Sikorski uderzył w Nawrockiego. Pokazał zdjęcie. „Ja bym nie pojechał”

Sikorski pokazał zdjęcie Nawrockiego w Rosji

Minister spraw zagranicznych w poniedziałek 29 grudnia dodał wpis na X, do którego załączył zdjęcie, przedstawiające Karola Nawrockiego podczas wizyty w rosyjskim Muzeum Zwycięstwa 24 lipca 2018 roku. Prezydent – który był wówczas dyrektorem Muzeum II Wojny Światowej w Gdańsku – spotkał się tam z szefem placówki Aleksandrem Szkolnikiem. Radosław Sikorski stwierdził, że nie zdecydowałby się na podobny krok po aneksji Krymu, do której doszło w 2014 roku. „Po Anschlussie Krymu ja bym nie pojechał do muzeum propagującego stalinowską wersję drugiej wojny światowej” – napisał szef MSZ. 

Co robił Nawrocki w Rosji?

Rosyjskie muzeum poinformowało, że polska delegacja zwiedziła główną wystawę Muzeum Zwycięstwa „Wyczyn i zwycięstwo wielkiego narodu” oraz kompleks dioram. „Zagraniczni koledzy byli szczególnie pod wrażeniem filmu 3D 'Droga do zwycięstwa’, prezentowanego w kopule Galerii Sław” – napisano.
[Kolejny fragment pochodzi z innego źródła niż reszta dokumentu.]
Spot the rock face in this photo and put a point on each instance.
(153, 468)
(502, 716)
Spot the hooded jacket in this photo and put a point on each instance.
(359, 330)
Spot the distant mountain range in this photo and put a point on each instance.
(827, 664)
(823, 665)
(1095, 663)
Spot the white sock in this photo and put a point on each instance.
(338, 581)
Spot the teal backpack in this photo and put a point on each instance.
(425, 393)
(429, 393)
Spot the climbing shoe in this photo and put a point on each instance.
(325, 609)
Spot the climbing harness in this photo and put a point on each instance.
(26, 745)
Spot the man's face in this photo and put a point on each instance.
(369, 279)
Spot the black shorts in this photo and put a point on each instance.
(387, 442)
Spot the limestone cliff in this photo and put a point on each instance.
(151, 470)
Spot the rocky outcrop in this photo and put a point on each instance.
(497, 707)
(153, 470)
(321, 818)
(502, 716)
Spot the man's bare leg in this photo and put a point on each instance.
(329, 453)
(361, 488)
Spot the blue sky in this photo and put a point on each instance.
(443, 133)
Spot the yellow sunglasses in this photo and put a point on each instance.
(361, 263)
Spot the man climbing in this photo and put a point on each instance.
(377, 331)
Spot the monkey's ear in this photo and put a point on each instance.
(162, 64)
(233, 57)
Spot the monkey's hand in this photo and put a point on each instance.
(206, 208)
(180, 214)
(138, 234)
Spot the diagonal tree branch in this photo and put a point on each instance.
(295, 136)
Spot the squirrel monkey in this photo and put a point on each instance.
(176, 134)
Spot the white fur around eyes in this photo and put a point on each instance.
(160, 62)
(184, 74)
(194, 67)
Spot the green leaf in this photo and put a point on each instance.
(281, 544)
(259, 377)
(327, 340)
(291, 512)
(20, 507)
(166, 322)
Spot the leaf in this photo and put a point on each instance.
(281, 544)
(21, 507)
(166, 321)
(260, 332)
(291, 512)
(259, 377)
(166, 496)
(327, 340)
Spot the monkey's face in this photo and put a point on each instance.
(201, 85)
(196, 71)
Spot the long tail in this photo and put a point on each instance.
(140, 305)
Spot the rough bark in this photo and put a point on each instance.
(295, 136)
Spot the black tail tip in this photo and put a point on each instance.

Ponadto podczas rozmowy „omówiono perspektywy rozwoju instytucji i wymieniono się prezentami„. Szkolnik miał podarować Nawrockiemu album z Muzeum Zwycięstwa i książkę o Moskwie w języku polskim. Z kolei polska delegacja zaprezentowała raporty Witolda Pileckiego. – Cieszymy się, że odwiedziliśmy Muzeum Zwycięstwa w Moskwie. Odkryliśmy tu wiele nowych rzeczy – miał powiedzieć wówczas Nawrocki, cytowany przez Muzeum Zwycięstwa.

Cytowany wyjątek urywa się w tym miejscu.